Just a second…I'm too busy laughing to write now…ok, all better.

No. You go the wrong places, and you might get robbed. You stand too close to the edge of the cliff that hasn't been fouled by a handrail, and you might fall in. People will try to scam you. But it is certainly no worse than any other place I have lived, and on the whole it is probably not even that bad. Certainly it was safer than walking around parts of DC at night, and I used to do that all the time. What little violent crime there is there is not as a rule directed toward foreigners. And I like that there is no obsession with silly rules and ugly barrier fences to protect people from themselves. Call it unimpeded natural selection.

Final Thoughts
I had dinner the other night with some friends at a mom and pop Mexican joint. The waiter was Guatemalan. Didn't speak much English. We had a nice chat. He kept coming back to talk more about his country.

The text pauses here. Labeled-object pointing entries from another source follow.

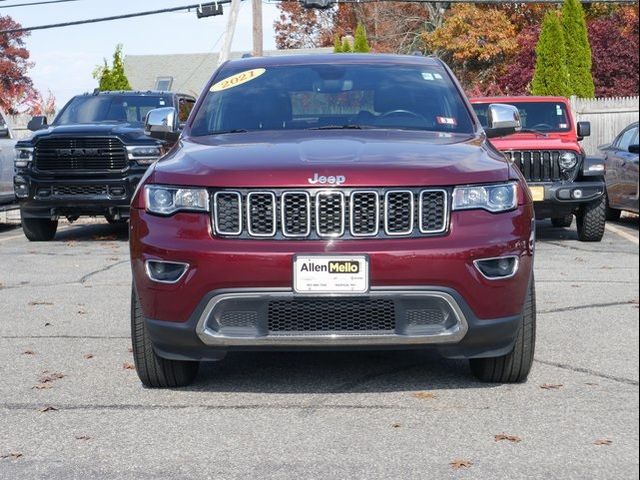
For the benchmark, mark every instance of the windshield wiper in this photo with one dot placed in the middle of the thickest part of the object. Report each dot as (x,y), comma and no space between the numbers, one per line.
(535,132)
(234,130)
(340,127)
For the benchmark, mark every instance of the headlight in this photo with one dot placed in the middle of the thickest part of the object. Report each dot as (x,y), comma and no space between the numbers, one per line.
(493,198)
(169,200)
(568,160)
(24,156)
(144,155)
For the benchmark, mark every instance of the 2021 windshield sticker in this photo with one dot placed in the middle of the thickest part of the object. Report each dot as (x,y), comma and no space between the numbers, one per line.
(237,79)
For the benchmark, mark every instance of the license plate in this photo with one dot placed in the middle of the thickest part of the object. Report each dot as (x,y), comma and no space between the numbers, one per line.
(537,193)
(330,274)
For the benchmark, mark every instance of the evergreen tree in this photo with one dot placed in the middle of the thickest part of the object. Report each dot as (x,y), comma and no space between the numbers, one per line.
(346,46)
(551,76)
(360,43)
(112,78)
(337,44)
(576,39)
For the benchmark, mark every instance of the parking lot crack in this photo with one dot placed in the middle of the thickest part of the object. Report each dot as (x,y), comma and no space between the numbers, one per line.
(565,366)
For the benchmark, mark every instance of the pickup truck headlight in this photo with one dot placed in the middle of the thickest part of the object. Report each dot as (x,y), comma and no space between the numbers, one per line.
(168,200)
(144,155)
(24,157)
(568,160)
(493,198)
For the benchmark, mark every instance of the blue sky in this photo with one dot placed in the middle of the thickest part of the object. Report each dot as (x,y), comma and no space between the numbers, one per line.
(65,58)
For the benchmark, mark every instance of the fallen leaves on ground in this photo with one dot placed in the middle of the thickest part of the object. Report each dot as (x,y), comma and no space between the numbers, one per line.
(509,438)
(11,455)
(459,464)
(551,386)
(603,441)
(48,408)
(424,395)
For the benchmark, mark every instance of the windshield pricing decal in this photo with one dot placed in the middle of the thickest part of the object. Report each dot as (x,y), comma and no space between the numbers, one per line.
(237,79)
(447,121)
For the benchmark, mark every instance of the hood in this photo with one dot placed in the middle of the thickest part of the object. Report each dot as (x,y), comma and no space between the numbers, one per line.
(530,141)
(125,131)
(366,158)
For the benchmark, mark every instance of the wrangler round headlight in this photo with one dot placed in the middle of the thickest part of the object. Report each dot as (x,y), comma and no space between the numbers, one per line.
(568,160)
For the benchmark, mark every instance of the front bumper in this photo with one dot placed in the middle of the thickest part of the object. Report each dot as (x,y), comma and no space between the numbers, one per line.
(52,197)
(565,198)
(460,335)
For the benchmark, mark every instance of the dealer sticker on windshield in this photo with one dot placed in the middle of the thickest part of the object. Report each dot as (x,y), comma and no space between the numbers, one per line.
(237,79)
(330,274)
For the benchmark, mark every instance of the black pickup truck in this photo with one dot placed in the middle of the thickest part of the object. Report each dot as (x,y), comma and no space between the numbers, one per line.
(89,161)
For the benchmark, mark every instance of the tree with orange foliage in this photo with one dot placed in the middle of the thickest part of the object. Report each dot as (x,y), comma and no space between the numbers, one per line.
(477,43)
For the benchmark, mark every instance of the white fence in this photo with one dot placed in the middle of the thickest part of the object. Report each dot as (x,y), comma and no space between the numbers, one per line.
(608,117)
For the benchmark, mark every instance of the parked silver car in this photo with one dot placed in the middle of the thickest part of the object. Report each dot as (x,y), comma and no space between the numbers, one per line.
(7,144)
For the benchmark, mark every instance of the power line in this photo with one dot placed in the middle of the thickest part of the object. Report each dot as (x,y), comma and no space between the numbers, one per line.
(36,3)
(112,18)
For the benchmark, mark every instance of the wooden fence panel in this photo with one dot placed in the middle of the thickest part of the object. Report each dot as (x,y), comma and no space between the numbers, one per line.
(608,117)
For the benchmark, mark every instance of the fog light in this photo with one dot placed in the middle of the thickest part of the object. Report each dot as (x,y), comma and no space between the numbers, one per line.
(498,268)
(165,272)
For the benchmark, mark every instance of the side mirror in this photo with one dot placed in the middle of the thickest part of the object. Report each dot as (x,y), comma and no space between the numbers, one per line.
(502,120)
(584,129)
(37,123)
(162,124)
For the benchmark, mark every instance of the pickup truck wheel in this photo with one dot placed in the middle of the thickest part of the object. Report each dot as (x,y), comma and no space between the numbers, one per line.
(39,229)
(154,371)
(515,366)
(562,222)
(592,219)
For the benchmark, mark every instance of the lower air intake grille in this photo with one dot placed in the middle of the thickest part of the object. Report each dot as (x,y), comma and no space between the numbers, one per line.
(331,315)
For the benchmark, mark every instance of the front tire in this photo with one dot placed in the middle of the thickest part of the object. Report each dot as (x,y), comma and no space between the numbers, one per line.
(562,222)
(155,371)
(592,219)
(39,229)
(515,366)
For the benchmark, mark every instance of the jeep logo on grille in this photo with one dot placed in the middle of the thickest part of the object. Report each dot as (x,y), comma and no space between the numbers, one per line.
(78,152)
(330,180)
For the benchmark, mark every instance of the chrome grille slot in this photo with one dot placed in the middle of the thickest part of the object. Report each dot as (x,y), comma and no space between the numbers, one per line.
(434,209)
(330,214)
(227,210)
(364,213)
(261,214)
(398,212)
(68,154)
(337,213)
(296,214)
(540,165)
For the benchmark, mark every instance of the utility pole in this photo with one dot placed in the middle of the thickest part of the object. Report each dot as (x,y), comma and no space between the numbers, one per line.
(225,51)
(258,48)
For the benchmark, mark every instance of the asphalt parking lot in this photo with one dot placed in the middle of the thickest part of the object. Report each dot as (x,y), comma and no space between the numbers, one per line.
(72,407)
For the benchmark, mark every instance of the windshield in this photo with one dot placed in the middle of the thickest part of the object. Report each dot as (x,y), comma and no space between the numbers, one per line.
(110,109)
(541,116)
(333,96)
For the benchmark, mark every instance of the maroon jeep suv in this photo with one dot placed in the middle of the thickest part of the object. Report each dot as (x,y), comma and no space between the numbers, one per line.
(332,202)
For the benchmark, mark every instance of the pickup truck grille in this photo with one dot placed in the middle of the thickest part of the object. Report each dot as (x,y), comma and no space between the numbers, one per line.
(539,165)
(69,154)
(332,213)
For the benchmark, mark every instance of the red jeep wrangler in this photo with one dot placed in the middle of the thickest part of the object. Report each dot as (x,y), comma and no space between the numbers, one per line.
(332,202)
(562,180)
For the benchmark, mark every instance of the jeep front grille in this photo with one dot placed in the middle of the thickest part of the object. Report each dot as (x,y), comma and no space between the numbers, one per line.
(540,165)
(69,154)
(332,213)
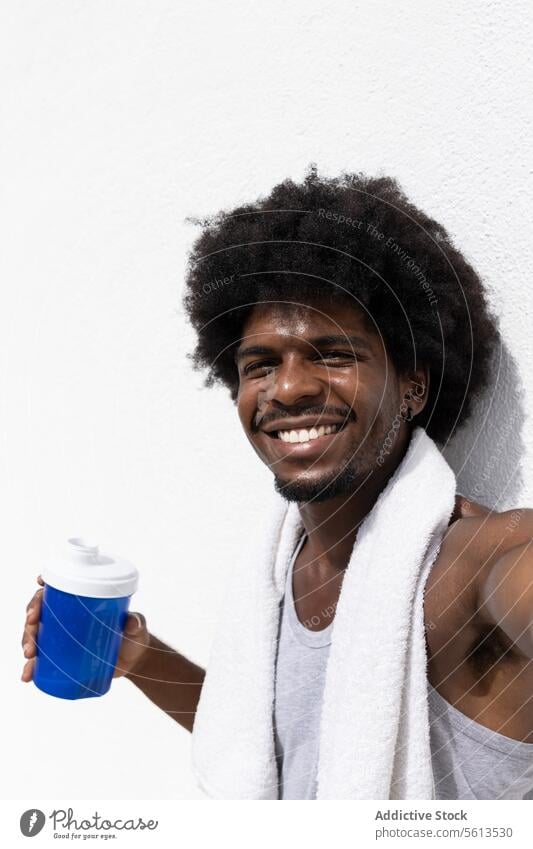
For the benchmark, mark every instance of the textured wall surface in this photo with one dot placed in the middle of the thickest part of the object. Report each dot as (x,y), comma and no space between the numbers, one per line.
(120,120)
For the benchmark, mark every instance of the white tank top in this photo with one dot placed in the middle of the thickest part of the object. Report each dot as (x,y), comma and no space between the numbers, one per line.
(469,761)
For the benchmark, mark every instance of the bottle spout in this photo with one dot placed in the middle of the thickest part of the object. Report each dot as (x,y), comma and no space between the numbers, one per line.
(83,550)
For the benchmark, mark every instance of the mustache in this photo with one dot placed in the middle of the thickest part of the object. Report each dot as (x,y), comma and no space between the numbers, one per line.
(293,413)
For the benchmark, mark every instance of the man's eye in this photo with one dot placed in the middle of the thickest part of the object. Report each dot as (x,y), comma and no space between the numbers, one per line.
(263,364)
(338,355)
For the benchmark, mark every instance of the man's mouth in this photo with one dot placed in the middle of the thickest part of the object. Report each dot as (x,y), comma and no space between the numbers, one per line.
(300,435)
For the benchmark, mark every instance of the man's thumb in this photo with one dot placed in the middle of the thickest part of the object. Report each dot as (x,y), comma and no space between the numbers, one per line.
(134,623)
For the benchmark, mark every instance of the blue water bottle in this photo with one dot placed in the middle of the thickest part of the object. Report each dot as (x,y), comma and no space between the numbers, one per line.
(84,610)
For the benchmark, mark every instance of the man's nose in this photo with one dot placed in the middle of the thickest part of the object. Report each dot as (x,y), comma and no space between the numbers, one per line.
(294,380)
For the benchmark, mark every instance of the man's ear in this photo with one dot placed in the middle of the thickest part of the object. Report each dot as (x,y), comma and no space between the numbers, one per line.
(416,388)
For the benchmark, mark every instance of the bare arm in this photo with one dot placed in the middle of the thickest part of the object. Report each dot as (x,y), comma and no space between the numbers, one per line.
(169,680)
(506,596)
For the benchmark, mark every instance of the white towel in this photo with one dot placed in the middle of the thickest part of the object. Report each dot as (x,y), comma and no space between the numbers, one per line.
(374,732)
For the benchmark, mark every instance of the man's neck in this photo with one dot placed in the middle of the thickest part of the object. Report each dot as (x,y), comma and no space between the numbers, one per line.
(332,526)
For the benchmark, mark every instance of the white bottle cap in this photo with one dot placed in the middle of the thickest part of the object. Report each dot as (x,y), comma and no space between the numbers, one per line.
(81,569)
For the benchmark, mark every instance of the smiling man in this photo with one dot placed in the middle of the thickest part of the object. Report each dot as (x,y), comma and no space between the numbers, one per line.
(351,329)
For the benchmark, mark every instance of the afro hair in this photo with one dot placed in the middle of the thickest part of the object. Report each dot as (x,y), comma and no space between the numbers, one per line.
(354,238)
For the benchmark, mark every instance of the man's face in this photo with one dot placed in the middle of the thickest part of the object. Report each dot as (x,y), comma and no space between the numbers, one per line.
(294,379)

A woman kept calling the office where I've been doing a bit of work, asking a lot of questions in Spanish.

We had a dinner the other night for a Mexican friend of someone in town, speaking only Spanish.

This is exactly why I went.

I still haven't completely readjusted to how easy things are here. Not having to plan my days around when there will be hot water--or any water--for a shower is nice. I don't like how expensive food is. It frustrates me that it can be so hard to get around. But it's nice that there aren't so many barking dogs and honking horns.

So this is how it ends, then, much in the same way as it began—a bit hurried, a bit sooner than I was really ready for, and not at all the way I had expected. A long bus ride, a few surprises, and great friends made along the way. And little idea where the next step will take me. There's more on the horizon. My desk is littered with guidebooks as I look for the next big trip.